El Gobierno dice adiós a la nacionalización de la industria y cede el control de la gestión operativa y financiera a empresas nacionales o extranjeras

El petróleo ha sido una pieza clave en el nuevo escenario que se ha abierto en Venezuela. Apenas unos días despúes de la captura de Nicolás Maduro y su esposa Cilia Flores, el chavismo puso en marcha una reforma acelerada de la ley de hidrocarburos, que ha provocado un giro de 180 grados en la política de nacionalización impulsada por Hugo Chávez, base de la revolución bolivariana. El nuevo marco legal prioriza la rentabilidad para inversores nacionales y extranjeros, con el objetivo de atraer capital que permita reflotar la producción petrolera. A continuación, una serie de preguntas y respuestas que aclaran las cuestiones más importantes de la nueva legislación.

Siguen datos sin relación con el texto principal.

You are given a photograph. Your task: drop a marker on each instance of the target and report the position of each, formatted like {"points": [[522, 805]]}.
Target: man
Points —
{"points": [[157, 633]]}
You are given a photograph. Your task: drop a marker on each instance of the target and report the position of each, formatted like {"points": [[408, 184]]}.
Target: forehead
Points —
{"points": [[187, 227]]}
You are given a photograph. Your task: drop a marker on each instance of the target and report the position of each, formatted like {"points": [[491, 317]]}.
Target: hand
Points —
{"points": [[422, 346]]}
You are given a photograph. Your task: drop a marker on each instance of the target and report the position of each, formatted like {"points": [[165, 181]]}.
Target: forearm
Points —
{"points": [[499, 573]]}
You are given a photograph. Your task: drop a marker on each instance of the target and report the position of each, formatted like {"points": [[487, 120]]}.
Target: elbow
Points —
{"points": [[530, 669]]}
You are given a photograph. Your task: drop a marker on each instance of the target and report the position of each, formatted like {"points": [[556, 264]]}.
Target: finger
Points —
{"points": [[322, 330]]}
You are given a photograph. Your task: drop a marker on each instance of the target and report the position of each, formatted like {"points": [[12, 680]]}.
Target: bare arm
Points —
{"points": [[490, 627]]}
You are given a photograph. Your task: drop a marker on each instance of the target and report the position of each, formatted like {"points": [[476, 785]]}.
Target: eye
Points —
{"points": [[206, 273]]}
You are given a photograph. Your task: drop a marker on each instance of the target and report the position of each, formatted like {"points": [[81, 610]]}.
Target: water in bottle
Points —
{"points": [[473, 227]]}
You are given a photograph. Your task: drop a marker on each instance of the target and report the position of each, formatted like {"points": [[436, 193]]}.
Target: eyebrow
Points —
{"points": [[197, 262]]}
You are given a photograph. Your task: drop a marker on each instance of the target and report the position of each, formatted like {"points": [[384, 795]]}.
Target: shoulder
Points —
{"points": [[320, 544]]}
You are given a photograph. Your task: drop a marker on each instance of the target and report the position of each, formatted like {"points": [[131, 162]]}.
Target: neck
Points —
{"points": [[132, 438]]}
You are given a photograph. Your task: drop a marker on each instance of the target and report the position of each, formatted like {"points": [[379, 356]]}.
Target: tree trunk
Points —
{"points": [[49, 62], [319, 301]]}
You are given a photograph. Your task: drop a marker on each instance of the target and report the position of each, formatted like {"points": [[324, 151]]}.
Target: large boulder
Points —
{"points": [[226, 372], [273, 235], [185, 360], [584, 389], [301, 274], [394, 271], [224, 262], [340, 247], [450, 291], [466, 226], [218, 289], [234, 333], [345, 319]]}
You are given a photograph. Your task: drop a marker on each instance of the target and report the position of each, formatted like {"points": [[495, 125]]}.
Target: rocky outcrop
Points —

Los cambios se concentran en tres aspectos: la apertura amplia al sector privado nacional e internacional en la exploración, explotación, producción y comercialización del crudo. En segundo lugar en la reducción de impuestos y regalías (el porcentaje del valor del petróleo extraído que las empresas deben pagar obligatoriamente al Estado) para aumentar la rentabilidad de las inversiones privadas. También se refuerza la seguridad jurídica mediante la incorporación de mecanismos de arbitraje y mediación internacionales, que permiten resolver controversias fuera de los tribunales venezolanos.